Ola Electric’s April nomination
Electric vehicle (EV) maker Ola Electric reported 20 per cent month-on-month growth in April, with registrations rising to 12,166 units from 10,133 in March, according to vehicle data. This comes as registrations in India’s electric two-wheeler market declined by nearly 22 per cent to 148,000 units in April from around 192,000 in March.
Most major manufacturers reported declines in April, making Ola Electric the only major EV two-wheeler brand to register month-on-month growth. The company said the upside reflects improving customer confidence, stability in operations and continued demand for its expanding EV portfolio.
“March signaled a strong recovery for Ola Electric and April has continued that momentum,” an Ola Electric spokesperson said. In March, the company sold 10,118 vehicles and captured 5.4 percent market share, down significantly from 22.1 percent a year ago. After several months of declining sales, volumes more than doubled in March, improving in April.
The company said its electric motorcycle portfolio is witnessing encouraging growth, especially in major markets like Uttar Pradesh, Bihar and Madhya Pradesh. Roadster
“The commercialization of our indigenously developed 4680 Bharat Cell has improved cost efficiency, which has been passed on to customers. We are focused on maintaining this momentum and driving the next phase of EV penetration in India,” the spokesperson said. Roadster powered by proprietary cell
Ola Electric said EV adoption in India is gaining relevance amid global energy security concerns and oil price volatility. As the country’s largest personal mobility segment, two-wheelers present a significant opportunity to accelerate electrification, reduce fuel dependence and reduce mobility costs.

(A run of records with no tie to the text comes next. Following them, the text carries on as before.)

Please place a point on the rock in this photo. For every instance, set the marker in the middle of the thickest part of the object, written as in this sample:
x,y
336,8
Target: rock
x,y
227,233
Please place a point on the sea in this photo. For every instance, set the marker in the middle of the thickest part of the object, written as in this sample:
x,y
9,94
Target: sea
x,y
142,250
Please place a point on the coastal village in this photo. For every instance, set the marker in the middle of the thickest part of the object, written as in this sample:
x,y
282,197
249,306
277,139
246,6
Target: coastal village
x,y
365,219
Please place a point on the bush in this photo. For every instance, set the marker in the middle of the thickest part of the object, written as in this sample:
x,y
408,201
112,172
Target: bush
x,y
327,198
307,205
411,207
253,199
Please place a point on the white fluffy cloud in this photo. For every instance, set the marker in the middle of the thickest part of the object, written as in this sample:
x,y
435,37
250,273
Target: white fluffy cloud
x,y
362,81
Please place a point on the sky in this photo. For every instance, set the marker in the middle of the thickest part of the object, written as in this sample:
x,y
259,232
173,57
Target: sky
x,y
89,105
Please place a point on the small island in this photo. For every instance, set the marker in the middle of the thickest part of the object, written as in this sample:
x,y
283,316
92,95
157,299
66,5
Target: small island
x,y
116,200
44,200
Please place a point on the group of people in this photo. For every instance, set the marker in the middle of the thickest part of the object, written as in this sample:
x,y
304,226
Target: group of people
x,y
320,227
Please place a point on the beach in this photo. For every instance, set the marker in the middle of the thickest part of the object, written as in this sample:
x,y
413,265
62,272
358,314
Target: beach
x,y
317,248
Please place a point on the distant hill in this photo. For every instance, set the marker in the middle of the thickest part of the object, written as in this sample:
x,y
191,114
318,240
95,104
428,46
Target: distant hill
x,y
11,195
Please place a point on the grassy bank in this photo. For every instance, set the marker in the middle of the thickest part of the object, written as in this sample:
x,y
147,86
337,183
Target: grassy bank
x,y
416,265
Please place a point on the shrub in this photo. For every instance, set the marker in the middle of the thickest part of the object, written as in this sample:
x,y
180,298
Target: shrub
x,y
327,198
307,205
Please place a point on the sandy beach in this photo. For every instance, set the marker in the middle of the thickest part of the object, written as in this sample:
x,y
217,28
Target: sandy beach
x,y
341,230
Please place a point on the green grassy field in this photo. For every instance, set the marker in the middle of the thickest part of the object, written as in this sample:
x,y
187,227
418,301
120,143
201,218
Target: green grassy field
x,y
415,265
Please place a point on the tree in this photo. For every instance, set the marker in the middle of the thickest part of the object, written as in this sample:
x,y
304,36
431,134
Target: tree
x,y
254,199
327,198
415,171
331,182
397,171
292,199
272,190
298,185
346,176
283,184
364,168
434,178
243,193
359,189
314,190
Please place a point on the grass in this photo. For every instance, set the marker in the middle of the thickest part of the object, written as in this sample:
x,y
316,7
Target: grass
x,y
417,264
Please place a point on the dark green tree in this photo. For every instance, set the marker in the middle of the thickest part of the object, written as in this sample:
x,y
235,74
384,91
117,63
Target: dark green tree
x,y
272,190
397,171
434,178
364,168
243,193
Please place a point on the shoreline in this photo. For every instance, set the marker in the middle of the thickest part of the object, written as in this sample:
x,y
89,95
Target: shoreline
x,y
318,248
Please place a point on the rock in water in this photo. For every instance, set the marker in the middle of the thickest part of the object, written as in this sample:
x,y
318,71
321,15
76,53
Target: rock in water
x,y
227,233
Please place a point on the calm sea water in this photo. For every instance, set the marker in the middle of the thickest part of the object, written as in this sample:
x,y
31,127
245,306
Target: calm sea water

The company said it is focused on expanding EV penetration through technology, scale, affordability and its vertically integrated manufacturing platform spanning vehicles, batteries and cells.
Ola Electric was recently downgraded by rating agency Icra, citing weak sales, persistent losses and a long road to profitability. It said Ola retained its lead in the electric two-wheeler segment in FY2025, but its position weakened by FY2026 as volumes declined in each quarter. The agency attributed the rating decline to increased competition and reduced government subsidies, which have put pressure on demand and margins.
According to vehicle data, in fiscal year 2026, the company sold around 164,000 units, less than half of the 344,000 recorded in fiscal year 2025. Its loss narrowed to ₹487 crore in the December quarter from ₹564 crore a year ago, while revenue from operations fell 55 per cent to ₹470 crore.
India’s electric two-wheeler market is projected to grow by about 22 per cent in fiscal 2026, with gains concentrated among rivals like Bajaj Auto and TVS Motor, as well as growing share from Ather Energy, Hero MotoCorp and River – largely at the expense of Ola Electric.
ICRA noted that although the company has cut costs through layoffs, network consolidation and tighter controls, breakeven is dependent on demand recovery rather than further cost compression.
Meanwhile, TVS Motor retained the top spot among electric two-wheeler makers despite a 24 per cent decline in sales in April, selling 37,661 units and market share falling to around 25 per cent. Bajaj Auto recorded a sharp decline of about 29 per cent with 32,883 registrations and a market share of about 22 per cent.
Ather Energy remained in third place as registrations fell by more than 25 per cent to 27,024 units. Hero MotoCorp is at fourth position, with volumes down nearly 29 per cent to 15,230 units and market share falling to just over 10 per cent.